Does He Like Butter Tarts?

This morning as I watched the 6:00AM rebroadcast of the local news I saw the report on The Great Peanut Butter Scare of 2007. "Naw," I thought. "Couldn't happen to me." I'm one of the great multitudes of people that nothing like that ever happens to (not that I'm complaining). I remember growing up that ever so often mom and dad would take a toy away and tell me that somebody said it was dangerous. Sure enough, some kid in East Whangdoodle, New Jersey had swallowed a piece of Blammo's Live-Fire Gatling Gun for Kids. Or some three year old in a southside tenement in Chicago was eating the paint off the walls and anything with lead paint (which was everything) got pulled. I'm not complaining about consumer safety, it's just even at age 7 I wondered, "who was that kid who ruined it for everyone?" I never swallowed bullets, I never ate lead paint, I never shot a star trek phaser in anyone's eye.

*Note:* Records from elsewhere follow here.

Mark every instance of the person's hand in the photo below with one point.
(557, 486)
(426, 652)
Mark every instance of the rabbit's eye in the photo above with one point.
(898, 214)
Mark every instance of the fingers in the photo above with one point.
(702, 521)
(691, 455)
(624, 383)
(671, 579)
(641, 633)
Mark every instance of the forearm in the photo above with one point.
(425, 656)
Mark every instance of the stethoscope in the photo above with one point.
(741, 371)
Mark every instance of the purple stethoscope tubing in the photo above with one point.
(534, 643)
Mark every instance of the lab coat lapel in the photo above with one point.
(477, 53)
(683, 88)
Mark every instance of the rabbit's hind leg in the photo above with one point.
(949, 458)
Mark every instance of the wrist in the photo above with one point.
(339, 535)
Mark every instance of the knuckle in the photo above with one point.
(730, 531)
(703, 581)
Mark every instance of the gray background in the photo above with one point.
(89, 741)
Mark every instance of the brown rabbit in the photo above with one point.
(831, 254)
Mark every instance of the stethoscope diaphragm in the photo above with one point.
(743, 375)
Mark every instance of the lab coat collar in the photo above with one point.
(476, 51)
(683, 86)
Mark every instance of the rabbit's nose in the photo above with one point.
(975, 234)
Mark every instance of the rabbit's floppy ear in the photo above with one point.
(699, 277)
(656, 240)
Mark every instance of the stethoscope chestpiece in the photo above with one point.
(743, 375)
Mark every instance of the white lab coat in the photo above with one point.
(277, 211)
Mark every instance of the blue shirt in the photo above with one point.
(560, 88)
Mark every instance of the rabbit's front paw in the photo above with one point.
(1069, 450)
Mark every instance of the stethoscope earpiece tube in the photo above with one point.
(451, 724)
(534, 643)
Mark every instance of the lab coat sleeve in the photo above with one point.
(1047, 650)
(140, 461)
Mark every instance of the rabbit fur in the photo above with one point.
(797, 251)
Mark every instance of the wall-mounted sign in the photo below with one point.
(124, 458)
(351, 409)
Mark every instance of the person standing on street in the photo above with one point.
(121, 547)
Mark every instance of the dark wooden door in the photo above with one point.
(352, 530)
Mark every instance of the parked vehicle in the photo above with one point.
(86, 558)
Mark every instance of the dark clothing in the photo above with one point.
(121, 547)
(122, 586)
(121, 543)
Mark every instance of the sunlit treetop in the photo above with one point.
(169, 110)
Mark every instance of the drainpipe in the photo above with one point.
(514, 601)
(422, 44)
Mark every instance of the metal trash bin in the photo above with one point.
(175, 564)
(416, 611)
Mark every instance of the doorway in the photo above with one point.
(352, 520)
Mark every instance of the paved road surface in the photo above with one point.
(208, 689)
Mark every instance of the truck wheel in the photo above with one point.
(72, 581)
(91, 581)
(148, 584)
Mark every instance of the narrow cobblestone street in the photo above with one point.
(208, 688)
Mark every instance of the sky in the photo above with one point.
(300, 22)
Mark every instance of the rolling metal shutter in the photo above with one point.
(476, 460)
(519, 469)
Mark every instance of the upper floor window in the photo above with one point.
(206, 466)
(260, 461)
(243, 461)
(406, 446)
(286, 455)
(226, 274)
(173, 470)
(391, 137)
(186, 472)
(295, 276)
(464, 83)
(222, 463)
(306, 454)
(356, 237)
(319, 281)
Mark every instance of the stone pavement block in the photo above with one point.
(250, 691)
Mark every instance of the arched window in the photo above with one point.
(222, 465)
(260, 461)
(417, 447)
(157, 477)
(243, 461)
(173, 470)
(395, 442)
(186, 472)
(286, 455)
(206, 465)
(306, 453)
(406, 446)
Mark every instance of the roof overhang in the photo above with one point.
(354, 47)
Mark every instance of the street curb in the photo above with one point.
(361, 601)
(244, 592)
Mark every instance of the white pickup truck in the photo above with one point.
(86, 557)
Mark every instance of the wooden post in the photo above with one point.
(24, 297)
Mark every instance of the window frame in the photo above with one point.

It's a little different, but I also always wondered: who was it that ate the red dye #whatever? Who ate those Jack-in-the-Box burgers in Seattle? Who ate the spinach? I'm not making light of their troubles, it's just I've never encountered many public health hazards. So, when I saw the report I blew it off.

Then YHWH comes in after watching it in the other room. "Hey, guess what Killer at for lunch yesterday?"

"Uhhh...The same thing I ate for my snack every day this week?"

"Yep, say hello to Sal Minella."



It's kind of pretty as killers go.

There's no punchline here, sorry. No one was rushed to the hospital. But I've been giddy all day because I purchased my first contaminated foodstuff (that I know of). I've now been involved in a recall. Even our Pinto's gas tank was not one of the exploding kind. But last Sunday I bought two - two - jars of Peter Pan Creamy Whipped Peanut Butter with number "2111" on the lid.

I authorize Adjective Queen to turn Empty Room a web memorial.

*ps I know how to spell salmonella

4 comments:

Anonymous said...

I sometimes who was the first person to eat any odd thing. Who looked at the inside lining of a cow's stomach and thought, "Wow, I wonder what tastes like?" And tripe was born. Who thought it would be fun to grind up dry leaves, set them on fire and then inhale the smoke? Why would anyone think that dead snails are appetizing? I'd have to stare long and hard at that weird black monolith in the back yard before I'd eat any kind of crispy insect.

Adjective Queen said...

And, in the same vein, Who was the first to lick a toad?

Hope Killer has recovered. We ended up throwing our peanut butter out because it was so old, it had turned crunchy!

pastgrace said...

Well, yesterday, we had a family party for DQ's birthday. As we were sitting down to eat lunch I heard a histerical sister repeating over and over, "Is that Peter Pan!" I'm frantically looking around for the boy child fairy wondering whether I missed something in adulthood because I could have sworn that Peter Pan was from someone else's imaginnation. Finally when I couldn't spy any green clothed figure in the room I asked what in the world she was making a fuss about. It turns out that Storyteller had fixed herself a sandwich of salmonella and had taken two bites. Of course we go through the stuff like nobody's business and a quarter of the jar is gone already. I missed telling you that I too am a victim of the mark of the beast "2111". I also bought two jars of the tainted staple of my child and my own diet.

Anonymous said...

We have a completely empty jar of my spouse's favorite crunch pb with the 2111 code. Talk about an iron stomach!